Sin, when it is limited to the “thou shalt nots” is easy to define. Don’t commit adultery, don’t lie, Don’t steal. Got it! Even the “Shalt” commands are easy to see and in a way are just opposites of ‘thou shalt not’. I mean, everyone understands “honor your Father and mother” is a positive command. If you don’t do it, you are wrong. So is James simply saying that if you don’t do the positive commands, you are sinning? The simple answer is usually the best.
But by making this statement in this way, James puts on his Christian brothers the need to do what is right, not just ‘not do’ what is wrong. What is right in this situation is: Not to quarrel and fight, not to be friends with the world, be humble, draw near to God, Cleanse your hands and purify your minds, humble yourself before God, don’t speak evil of a brother, make plans that include God, don’t be arrogant.

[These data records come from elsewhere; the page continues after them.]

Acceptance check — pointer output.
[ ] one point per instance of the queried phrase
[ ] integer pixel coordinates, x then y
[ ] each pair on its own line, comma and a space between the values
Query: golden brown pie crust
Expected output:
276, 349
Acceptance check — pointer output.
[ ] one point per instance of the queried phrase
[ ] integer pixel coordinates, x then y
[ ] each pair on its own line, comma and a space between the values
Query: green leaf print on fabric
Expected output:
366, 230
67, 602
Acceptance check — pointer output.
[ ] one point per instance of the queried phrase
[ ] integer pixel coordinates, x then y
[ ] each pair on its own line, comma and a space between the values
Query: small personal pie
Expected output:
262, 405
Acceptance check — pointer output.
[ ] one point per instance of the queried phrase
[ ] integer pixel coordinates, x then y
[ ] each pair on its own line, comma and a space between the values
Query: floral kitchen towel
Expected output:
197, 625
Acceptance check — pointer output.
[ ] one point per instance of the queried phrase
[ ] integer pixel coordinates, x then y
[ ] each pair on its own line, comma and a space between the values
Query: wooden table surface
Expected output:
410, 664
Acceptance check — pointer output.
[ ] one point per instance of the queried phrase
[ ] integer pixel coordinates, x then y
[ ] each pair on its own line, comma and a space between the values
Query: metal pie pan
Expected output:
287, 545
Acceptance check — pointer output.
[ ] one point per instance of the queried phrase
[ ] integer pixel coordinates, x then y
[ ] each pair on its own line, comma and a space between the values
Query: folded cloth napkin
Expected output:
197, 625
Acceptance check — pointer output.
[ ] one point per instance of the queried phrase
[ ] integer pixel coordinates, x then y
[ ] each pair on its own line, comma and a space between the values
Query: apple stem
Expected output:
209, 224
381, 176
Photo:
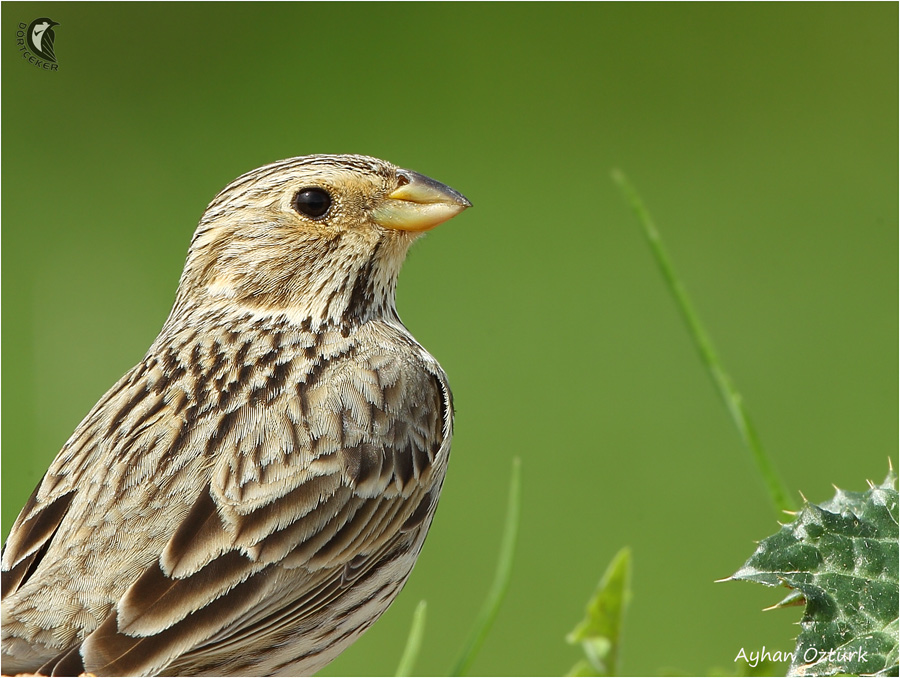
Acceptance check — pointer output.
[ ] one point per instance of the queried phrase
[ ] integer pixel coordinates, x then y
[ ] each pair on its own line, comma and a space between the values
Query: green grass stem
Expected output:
729, 394
413, 642
501, 577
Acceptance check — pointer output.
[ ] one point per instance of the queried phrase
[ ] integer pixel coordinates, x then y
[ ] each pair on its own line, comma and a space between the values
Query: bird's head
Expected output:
319, 237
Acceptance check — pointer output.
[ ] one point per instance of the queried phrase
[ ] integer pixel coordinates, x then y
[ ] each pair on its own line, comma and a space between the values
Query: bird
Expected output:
41, 37
253, 494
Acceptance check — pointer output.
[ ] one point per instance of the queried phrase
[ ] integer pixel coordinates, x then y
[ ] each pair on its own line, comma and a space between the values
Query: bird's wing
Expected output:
309, 492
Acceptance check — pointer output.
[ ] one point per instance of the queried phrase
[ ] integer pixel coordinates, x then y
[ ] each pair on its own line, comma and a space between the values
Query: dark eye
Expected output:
313, 202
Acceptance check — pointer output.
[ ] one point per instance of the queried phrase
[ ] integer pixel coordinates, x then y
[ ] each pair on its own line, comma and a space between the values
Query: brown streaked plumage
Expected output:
251, 496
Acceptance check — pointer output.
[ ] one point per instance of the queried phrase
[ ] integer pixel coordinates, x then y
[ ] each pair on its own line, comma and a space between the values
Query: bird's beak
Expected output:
418, 204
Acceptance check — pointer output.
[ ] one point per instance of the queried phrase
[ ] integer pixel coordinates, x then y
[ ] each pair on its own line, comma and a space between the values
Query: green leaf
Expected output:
843, 558
600, 633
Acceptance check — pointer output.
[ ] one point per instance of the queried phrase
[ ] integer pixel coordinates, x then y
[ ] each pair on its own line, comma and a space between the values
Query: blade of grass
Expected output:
729, 394
501, 577
413, 642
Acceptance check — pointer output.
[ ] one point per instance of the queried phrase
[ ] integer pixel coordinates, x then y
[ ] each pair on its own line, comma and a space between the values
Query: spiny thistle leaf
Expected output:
842, 558
600, 633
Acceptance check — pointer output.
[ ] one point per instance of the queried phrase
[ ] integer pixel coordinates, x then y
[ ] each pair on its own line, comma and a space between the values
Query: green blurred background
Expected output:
764, 140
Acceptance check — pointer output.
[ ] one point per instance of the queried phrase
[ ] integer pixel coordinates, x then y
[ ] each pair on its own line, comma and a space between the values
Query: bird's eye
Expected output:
313, 202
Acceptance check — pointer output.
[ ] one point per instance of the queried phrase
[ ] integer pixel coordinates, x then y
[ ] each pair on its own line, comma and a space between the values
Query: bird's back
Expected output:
256, 484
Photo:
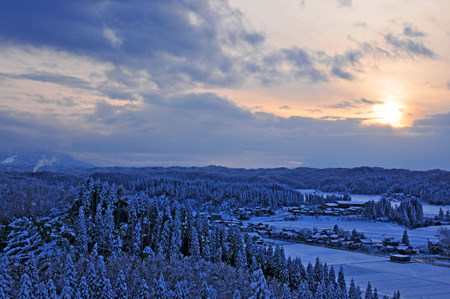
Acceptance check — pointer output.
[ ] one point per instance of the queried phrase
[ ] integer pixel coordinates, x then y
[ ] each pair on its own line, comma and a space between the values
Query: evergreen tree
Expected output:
121, 286
70, 287
259, 286
82, 233
375, 294
92, 281
41, 293
51, 289
286, 292
25, 287
194, 246
144, 291
237, 295
161, 291
5, 277
181, 290
341, 282
369, 294
405, 238
83, 288
353, 291
304, 292
107, 291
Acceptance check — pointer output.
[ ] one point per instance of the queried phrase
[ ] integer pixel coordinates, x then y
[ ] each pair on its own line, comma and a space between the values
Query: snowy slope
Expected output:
38, 160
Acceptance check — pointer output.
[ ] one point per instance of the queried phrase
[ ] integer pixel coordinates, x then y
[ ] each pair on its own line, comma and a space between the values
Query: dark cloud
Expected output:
179, 42
47, 77
410, 31
201, 129
355, 103
412, 47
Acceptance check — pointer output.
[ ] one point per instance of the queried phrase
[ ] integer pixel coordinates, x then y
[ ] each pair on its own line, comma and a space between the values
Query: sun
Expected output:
390, 113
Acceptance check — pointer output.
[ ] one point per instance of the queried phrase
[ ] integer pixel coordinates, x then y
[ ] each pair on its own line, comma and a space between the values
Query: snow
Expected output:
433, 210
376, 231
359, 198
414, 280
9, 160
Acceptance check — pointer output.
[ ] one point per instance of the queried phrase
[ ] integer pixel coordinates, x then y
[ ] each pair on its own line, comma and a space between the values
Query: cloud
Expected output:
410, 31
412, 47
47, 77
361, 24
204, 128
157, 36
356, 103
344, 3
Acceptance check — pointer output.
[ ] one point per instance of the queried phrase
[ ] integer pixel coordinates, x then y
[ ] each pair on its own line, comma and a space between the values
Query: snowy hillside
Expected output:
38, 160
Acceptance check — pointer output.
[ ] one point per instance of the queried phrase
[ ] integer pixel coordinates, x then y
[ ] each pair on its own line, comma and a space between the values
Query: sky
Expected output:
255, 83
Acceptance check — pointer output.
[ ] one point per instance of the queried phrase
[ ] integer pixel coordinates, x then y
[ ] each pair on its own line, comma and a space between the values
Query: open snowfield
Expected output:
414, 280
376, 231
355, 197
432, 210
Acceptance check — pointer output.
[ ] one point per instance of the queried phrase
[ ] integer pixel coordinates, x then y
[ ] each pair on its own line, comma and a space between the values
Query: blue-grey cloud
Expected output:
412, 47
175, 41
47, 77
411, 31
207, 129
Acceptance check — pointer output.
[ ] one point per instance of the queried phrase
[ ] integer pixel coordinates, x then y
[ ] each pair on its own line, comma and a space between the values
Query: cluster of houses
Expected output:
246, 213
336, 208
325, 237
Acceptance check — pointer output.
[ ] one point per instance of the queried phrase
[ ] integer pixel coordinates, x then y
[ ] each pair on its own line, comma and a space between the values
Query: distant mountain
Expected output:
38, 160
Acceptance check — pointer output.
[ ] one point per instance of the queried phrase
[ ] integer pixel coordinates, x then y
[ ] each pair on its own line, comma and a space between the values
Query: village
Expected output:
262, 233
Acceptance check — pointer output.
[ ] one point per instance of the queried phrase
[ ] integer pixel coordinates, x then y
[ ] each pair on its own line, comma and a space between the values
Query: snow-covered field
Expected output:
355, 197
376, 231
432, 210
414, 280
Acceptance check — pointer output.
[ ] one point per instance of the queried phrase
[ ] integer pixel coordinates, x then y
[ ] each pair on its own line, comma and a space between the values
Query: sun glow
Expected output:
390, 113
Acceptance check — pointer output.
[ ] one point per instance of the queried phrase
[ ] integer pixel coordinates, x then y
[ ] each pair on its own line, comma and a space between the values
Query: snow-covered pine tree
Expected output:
353, 291
304, 292
5, 277
286, 292
121, 287
143, 291
341, 282
25, 288
51, 289
405, 238
237, 295
70, 286
107, 291
82, 233
83, 288
259, 286
204, 290
42, 291
194, 246
181, 290
375, 294
368, 294
161, 291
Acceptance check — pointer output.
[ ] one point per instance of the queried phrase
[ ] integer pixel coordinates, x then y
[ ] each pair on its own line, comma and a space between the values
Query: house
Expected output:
401, 258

James is urging them on to maturity.
What if the only commands you had were “Love the Lord your God” and “Love your neighbor as yourself.” Would those two commands alone be enough to fulfill what James has just told them? YES! Jesus said that these two commands sum up all the law and the prophets. The things that James has just mentioned, which they are struggling with, are things that, if they would remember Love, would be taken care of.
When Jesus was asked by a lawyer “who is my neighbor?”, Jesus spoke the parable of the good Samaritan. At the end, he asked the lawyer ‘who was neighbor’ to man in need. Guess what? The lawyer got the answer right! He already knew and now knew that he knew. Jesus simply said “go and do likewise”
It is right to confront a person who offends you to make peace, it is right to help someone who you have the ability to help and it is also right to not help someone who you can’t. It is right as a preacher to spend time visiting families and studying with the lost or saved, but it is also right to raise your own family. It is right to plan and count the cost of a venture but it is also right to include the Lord in your plans “If the Lord wills”. It is right to do right. It is right to live like Jesus did.
Sometimes it is hard. I think a lot of people wrestle with ‘the right thing to do’. They know there is a right thing but they are not sure what it is. If you lack wisdom, ask God, James said. Have you ever been asked by someone “what is Gossip?” It is one of those things that seem to elude people. However, there is a right, there is a wrong. Do what is right.
Let me close with a question: What is your definition of Gossip? How do you define it? When do you know you or others are engaging in it? How do you stop them or yourselves from doing so?